Film review: The Dig

Some earthy performances, but the real treasure is overlooked in this Netflix feature about an archaeological dig, says Linda Marric


The true story behind the historical 1939 Sutton Hoo excavation in Suffolk is told in a new Netflix drama courtesy of Australian director Simon Stone (The Daughter). Adapted by Moira Buffini from John Preston’s 2007 novel of the same name, The Dig features two beautifully understated, one might say earthy performances from Ralph Fiennes and Carey Mulligan, but is often let down by its storytelling.

It’s summer 1939, and Britain is preparing for war against Hitler’s Nazi forces. A frail, wealthy widow Edith Pretty (Mulligan) hires self-taught working class archaeologist Basil Brown (a gruff and muted Fiennes) to lead a dig on the grounds of her property. Soon the two strike up a friendship driven by their shared love for ancient history. As the dig gets under way, the British Museum gets wind that a substantial discovery of an Anglo-Saxon burial ship is about to be made.

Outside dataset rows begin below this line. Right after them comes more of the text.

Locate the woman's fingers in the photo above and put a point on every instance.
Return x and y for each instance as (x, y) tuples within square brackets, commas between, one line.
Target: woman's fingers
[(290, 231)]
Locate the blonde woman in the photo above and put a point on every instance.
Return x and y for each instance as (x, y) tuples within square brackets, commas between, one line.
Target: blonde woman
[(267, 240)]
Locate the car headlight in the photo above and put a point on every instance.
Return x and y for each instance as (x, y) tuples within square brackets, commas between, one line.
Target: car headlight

Soon a team headed by a brash and insufferably condescending archaeologist Charles Phillips (Ken Stott) arrives in Suffolk to take over the dig. Among the new arrivals are newlyweds Peggy and Stuart Piggott (two fine performances by Lily James and Ben Chaplin) whose marriage seems to be on the rocks already. Stuart appears to have little interest in his new bride, preferring the company of a close male colleague, she in turn catches the eye of Edith’s handsome cousin Rory (Johnny Flynn).

Although based on a true story, this beautifully shot heritage drama takes a fair amount of artistic licence with real life events. But the most jarring aspect of this otherwise engaging tale, comes halfway through the film when Mulligan and Fiennes’s quietly sedate friendship is relegated to mere background noise. Instead the film focuses on the sentimental romance developing between Peggy and Rory, a subplot which adds little to the film’s narrative.

Still, Mike Eley’s sunny, ethereal cinematography and Stefan Gregory’s uplifting score make up for the film’s otherwise gauche handling of the second and third acts. The result is a fairly pedestrian retelling of a story about two extraordinary people. Consolations include Monica Dolan’s exquisite performance as Basil’s wife Mary, while newcomer Archie Barnes gives a heartfelt turn as Edith’s young son Robert.

Overall, The Dig fails to unearth anything of great value beyond two genuinely thrilling performances by Mulligan and Fiennes. Still, the film manages to be engaging and hugely watchable despite its shortcomings in the storytelling stakes.